У нее ушло совсем немного времени, чтобы найти то, что она искала.
– Как ты там видишь что-то? – спросила Джейн.
– Не вижу. Но могу тебе сказать, что это легкое не нормальное.
– Может, его повредила пуля?
– Пуля не имеет к этому никакого отношения.
Маура снова взяла скальпель. Было искушение пойти прямым путем и немедленно заняться легким, но именно из спешки проистекали ошибки, пропускались важные детали. И она пошла обычным путем: сначала рассекла язык и шею, освободила глотку и пищевод от позвонков шейного отдела. Никаких посторонних тел, ничего, что отличало бы структуры глотки Эрла Девайна от таковых любого другого шестидесятисемилетнего мужчины. «Не спеши. Не ошибись». Она чувствовала, что Джейн наблюдает за ней с растущим недоумением. Йошима положил пинцет на поднос, звук был резкий, как выстрел. Маура продолжала свое дело, разрезая скальпелем мягкие ткани и сосуды верхней апертуры грудной клетки. Погрузив обе руки глубоко в холодную кровь, она освободила пристеночную плевру, чтобы отделить легкие от грудной стенки.
– Таз, – попросила она.
Йошима протянул таз из нержавеющей стали в ожидании того, что она готовилась опустить в него.

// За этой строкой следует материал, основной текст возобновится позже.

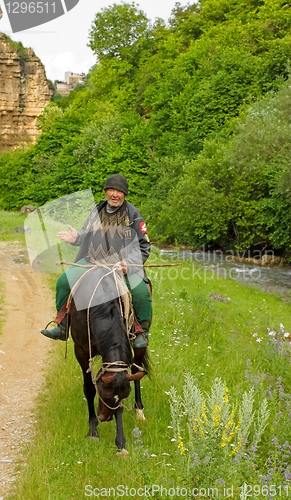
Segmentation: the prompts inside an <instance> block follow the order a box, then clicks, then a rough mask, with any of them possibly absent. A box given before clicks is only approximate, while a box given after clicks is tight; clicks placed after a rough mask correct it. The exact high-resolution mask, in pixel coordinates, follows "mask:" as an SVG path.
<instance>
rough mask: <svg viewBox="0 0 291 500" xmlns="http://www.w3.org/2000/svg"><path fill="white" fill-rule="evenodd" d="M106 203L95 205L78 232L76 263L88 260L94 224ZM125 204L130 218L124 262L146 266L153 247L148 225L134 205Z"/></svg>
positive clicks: (126, 239)
mask: <svg viewBox="0 0 291 500" xmlns="http://www.w3.org/2000/svg"><path fill="white" fill-rule="evenodd" d="M106 203H107V201H104V200H102V201H100V203H98V204H97V205H95V207H94V208H93V209H92V210H91V212H90V214H89V217H88V218H87V220H86V221H85V223H84V225H83V227H82V228H81V229H80V230H79V231H78V237H77V240H76V241H75V243H74V244H73V245H74V246H80V250H79V252H78V255H77V257H76V259H75V262H77V261H78V260H80V259H83V258H86V256H87V254H88V249H89V244H90V238H91V228H92V224H93V222H94V221H95V220H96V218H97V217H98V214H99V212H100V211H101V210H102V208H103V207H104V206H105V205H106ZM124 203H125V209H126V213H127V217H128V220H127V224H126V226H127V227H128V229H126V228H125V236H124V239H125V241H124V246H125V248H126V249H127V253H126V255H125V256H124V260H126V262H127V263H128V264H137V263H140V264H144V263H145V262H146V260H147V259H148V257H149V254H150V247H151V245H150V242H149V237H148V233H147V228H146V223H145V221H144V219H143V217H142V215H141V213H140V212H139V210H138V209H137V208H136V207H135V206H134V205H132V203H130V202H129V201H126V200H125V202H124ZM132 271H134V269H132ZM135 272H136V270H135ZM144 279H145V280H146V281H147V278H146V276H144Z"/></svg>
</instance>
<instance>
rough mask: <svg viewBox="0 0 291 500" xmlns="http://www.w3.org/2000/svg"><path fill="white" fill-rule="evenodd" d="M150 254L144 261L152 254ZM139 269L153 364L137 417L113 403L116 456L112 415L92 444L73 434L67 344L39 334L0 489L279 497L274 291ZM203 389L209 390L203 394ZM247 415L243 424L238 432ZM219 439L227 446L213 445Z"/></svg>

Маура вынула из грудной полости сердце и легкие как единый орган, и они со всплеском упали в таз. Над тазом поднялся запах холодной крови и мяса. Она понесла таз к раковине и принялась отмывать скользкую поверхность от крови, обнажая то, что нащупала на левом легком: просветление, не очевидное на снимке из-за огнестрельного повреждения.

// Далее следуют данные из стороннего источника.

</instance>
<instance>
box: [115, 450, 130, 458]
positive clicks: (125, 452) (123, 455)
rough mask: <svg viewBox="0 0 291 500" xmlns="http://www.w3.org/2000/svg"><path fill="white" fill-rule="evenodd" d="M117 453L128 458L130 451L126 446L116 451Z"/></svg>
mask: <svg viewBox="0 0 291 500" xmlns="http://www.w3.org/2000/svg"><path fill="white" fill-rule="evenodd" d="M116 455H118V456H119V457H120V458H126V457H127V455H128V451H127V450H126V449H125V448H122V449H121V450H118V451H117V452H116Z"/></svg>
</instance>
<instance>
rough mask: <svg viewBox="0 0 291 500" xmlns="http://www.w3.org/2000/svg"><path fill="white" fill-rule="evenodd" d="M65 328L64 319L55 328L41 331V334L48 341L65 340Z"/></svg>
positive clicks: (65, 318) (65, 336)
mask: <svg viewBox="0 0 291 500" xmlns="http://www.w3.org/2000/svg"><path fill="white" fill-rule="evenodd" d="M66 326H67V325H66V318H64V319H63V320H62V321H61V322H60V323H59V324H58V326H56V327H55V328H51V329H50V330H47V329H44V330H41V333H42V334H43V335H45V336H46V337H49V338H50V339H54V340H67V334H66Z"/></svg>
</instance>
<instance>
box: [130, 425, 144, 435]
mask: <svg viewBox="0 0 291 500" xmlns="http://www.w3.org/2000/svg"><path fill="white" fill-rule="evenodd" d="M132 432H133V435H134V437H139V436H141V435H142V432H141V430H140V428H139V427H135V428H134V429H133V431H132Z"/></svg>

Маура отрезала кусочек легкого. Глядя на серо-белую ткань, поблескивающую в ее руке, она почти наверняка знала, как эта ткань будет выглядеть под микроскопом. Она вообразила плотные колечки кератина и необычные обезображенные клетки. И вспомнила дом Эрла Девайна, где запах никотина впитался в шторы, в мебель.
Она посмотрела на Джейн:
– Мне нужен список лекарств, которые он принимал. Узнай, кто был его лечащим врачом.
– Зачем?
Маура подняла кусочек ткани:
– Затем, что вот здесь объяснение его самоубийства.
33
– Я понятия не имела, – сказала Холли Девайн, сидевшая на диване в своей гостиной, сложив руки на коленях. – Я видела, что папа похудел, но он мне сказал, что только что перенес воспаление легких. Он не говорил, что умирает. – Она посмотрела через кофейный столик на Джейн и Фроста. – Может, он и сам не знал.

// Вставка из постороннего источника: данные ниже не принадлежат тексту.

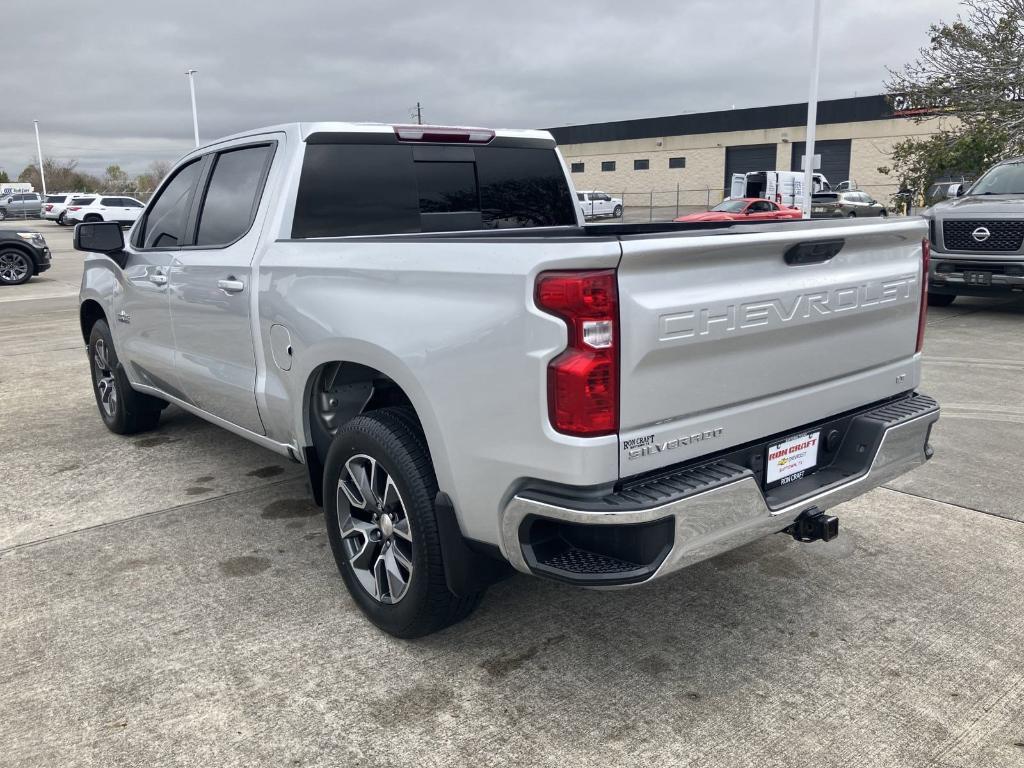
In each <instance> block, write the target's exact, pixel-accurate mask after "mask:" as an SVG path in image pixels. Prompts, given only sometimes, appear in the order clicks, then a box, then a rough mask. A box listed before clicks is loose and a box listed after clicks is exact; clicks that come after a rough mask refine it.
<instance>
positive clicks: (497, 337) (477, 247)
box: [258, 238, 621, 544]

– Ваш отец определенно знал, – возразила Джейн. – Осматривая его аптечку, мы нашли рецепты от онколога, доктора Кристины Кадди. Четыре месяца назад вашему отцу поставили диагноз: рак легких. Он уже распространился и на кости, и когда доктор Айлз изучала рентгенограмму, то обнаружила метастатическое поражение на позвоночнике. Ваш отец, вероятно, страдал от болей, потому что в ванной мы нашли недавно выписанный ему пузырек викодина.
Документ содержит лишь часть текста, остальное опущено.